4) What are the Pro’S & Con’S of Prefabricated Orthotics?

As prefabricated orthotics come in at a lower price point, they can be attractive for clients who may be trying orthotics for the first time and perhaps may be unsure of how they may feel and function. Sometimes they are a good option for those without private health insurance. They can also be effective during periods of unusual increased load, to minimise risk of injury and/or in temporary circumstances, where they may not be needed in the longer term. For example, pre-season training loads, training for a long-distance fun run, or even during pregnancy.

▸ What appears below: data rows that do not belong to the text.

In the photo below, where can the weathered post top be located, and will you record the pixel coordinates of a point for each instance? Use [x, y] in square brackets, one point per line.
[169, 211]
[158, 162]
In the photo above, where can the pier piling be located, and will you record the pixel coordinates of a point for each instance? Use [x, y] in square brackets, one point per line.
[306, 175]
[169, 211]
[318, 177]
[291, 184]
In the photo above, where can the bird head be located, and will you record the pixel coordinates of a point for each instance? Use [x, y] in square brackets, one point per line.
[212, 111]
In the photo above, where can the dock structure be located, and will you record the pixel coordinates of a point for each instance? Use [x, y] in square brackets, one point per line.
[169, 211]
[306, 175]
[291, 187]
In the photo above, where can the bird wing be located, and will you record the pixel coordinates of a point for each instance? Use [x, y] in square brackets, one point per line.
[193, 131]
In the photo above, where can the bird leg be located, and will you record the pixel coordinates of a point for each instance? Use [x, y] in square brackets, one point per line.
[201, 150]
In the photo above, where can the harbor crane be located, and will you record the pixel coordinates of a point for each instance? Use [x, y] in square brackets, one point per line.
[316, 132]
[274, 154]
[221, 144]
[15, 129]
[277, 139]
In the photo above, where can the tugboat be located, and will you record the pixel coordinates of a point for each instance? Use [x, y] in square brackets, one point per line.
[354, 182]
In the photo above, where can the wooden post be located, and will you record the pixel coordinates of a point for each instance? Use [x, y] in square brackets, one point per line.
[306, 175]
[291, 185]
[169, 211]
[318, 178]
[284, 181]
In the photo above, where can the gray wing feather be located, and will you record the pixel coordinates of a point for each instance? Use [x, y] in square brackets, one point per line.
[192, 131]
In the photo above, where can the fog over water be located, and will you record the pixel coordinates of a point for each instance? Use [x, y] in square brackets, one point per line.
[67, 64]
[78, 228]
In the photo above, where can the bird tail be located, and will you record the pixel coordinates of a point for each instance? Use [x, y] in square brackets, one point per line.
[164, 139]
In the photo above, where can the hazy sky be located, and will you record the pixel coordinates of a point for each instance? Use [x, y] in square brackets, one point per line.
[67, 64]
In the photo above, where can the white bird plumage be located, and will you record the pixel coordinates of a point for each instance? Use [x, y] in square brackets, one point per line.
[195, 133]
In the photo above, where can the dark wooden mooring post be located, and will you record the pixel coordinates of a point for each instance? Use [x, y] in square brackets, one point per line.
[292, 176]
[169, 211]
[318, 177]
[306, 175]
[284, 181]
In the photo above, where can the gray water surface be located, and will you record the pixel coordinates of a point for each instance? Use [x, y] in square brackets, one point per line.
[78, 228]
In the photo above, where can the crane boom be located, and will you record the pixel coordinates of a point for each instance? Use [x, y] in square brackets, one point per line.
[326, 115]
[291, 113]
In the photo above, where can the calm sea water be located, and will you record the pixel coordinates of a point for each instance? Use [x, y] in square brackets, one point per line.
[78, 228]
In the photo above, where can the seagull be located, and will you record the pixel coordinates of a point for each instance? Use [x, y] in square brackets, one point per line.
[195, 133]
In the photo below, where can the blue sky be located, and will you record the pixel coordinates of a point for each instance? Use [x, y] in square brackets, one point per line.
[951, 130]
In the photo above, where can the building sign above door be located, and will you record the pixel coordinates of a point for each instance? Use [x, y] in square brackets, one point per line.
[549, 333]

There are limitations of prefabricated orthotics. For the reasons described above, sometimes the patient’s foot posture/deformity is too severe and will not lend itself well to a prefabricated orthotics (even with adjustments). Eg. Adult acquired flat foot (Tibialis Posterior Tendon Dysfunction) or a pes cavus (high arch) foot.

If you are privately insured for Podiatry Extras, it is worth checking if you are covered for orthotics and which type. Some funds will pay-out significantly on custom devices, but sometimes not on prefabricated. This can influences people’s choice. The relevant item codes can be provided by our reception team, or by Paul during your initial consultation.